3. Considérez, mes frères, combien de raisons Jésus-Christ apporte pour persuader aux hommes de recevoir ses apôtres, et comme il ouvre à ceux-ci les maisons de toute la terre, en leur faisant voir combien tous les hommes leur seront redevables. Nous pourrions compter jusqu’à neuf raisons : La première est que « celui qui travaille mérite qu’on le nourrisse. » La seconde, qu’il les envoie sans rien, et presque tout nus. La troisième, qu’il les expose à des combats et à de grands périls pour le bien de ceux qui les recevraient. La quatrième, qu’il leur donne le pouvoir de faire de grands miracles. La cinquième, qu’à leur seule parole, cette paix qui est le comble de tous les biens devait entrer dans la maison où ils auraient été reçus. La sixième, qu’il menace de punir ceux qui ne les recevraient pas, plus sévèrement que Sodome et que Gomorrhe. La septième, qu’il assure qu’en recevant ses disciples, on le recevrait lui-même et Dieu son Père. La huitième, qu’il promet à ceux qui les recevront la récompense qui est due au juste et au prophète. Et enfin la neuvième, c’est qu’il promet de récompenser jusqu’à un verre d’eau froide qu’on leur donnera.

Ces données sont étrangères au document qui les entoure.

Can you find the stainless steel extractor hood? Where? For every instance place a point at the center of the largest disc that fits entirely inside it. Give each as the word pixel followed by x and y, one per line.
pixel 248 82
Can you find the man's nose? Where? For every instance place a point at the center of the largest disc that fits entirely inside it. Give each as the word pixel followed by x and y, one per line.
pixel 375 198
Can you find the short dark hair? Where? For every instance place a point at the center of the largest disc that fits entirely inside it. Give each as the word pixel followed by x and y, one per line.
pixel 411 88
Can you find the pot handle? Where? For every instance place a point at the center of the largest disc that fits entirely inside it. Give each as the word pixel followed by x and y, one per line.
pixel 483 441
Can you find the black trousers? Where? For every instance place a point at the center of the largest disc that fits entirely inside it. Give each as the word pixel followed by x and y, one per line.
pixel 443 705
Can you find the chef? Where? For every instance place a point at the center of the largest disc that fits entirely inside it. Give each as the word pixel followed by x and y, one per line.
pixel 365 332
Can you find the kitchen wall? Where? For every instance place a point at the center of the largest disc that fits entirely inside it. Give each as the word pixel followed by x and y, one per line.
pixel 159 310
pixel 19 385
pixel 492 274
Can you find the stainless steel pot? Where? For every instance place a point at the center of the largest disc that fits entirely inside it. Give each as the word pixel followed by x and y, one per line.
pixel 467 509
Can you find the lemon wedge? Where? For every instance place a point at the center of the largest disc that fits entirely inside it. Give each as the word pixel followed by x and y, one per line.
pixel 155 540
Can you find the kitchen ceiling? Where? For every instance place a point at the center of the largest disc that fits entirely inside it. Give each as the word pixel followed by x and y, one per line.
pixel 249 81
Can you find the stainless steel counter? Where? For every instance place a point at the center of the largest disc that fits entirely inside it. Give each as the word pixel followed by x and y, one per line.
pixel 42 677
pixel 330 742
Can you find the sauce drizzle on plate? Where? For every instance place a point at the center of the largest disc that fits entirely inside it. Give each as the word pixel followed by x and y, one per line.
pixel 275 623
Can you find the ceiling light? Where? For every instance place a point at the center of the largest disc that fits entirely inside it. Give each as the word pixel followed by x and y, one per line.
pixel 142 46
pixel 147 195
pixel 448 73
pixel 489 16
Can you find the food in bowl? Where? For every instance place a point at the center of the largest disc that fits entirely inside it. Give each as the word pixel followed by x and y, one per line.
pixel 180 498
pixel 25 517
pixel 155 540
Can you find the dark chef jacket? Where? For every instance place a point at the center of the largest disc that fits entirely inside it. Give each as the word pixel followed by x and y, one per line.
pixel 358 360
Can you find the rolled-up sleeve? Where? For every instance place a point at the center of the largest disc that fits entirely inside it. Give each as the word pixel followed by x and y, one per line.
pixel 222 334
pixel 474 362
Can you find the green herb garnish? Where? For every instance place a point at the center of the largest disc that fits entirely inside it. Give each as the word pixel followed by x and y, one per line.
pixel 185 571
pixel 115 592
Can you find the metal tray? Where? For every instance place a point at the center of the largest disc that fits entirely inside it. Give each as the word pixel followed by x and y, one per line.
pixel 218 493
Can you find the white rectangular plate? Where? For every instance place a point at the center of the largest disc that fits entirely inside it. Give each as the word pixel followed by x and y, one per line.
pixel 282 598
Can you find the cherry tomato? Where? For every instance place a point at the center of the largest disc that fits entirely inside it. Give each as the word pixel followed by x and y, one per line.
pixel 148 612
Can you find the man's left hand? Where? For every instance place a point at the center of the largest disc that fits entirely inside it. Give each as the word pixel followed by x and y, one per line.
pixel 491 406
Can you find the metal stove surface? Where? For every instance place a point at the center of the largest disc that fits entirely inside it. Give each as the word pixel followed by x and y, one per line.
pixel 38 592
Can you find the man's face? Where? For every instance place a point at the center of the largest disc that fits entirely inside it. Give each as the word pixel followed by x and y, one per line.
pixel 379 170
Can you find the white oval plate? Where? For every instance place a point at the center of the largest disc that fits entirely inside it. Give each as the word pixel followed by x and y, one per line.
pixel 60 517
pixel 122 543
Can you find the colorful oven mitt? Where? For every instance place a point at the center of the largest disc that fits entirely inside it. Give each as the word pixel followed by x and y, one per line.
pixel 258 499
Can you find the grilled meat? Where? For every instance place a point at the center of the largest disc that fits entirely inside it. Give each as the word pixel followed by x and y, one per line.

Il ne faudrait qu’une seule de ces considérations pour persuader aux chrétiens de recevoir avec grande joie dans leurs maisons les ministres de Jésus-Christ. Car, qui serait assez dur pour voir un général d’armée, qui revient du combat, chargé de dépouilles, et en même temps percé de coups et couvert de sang, et qui ne s’estimerait pas heureux de lui ouvrir toutes ses portes, et d’honorer sa maison en l’y recevant ?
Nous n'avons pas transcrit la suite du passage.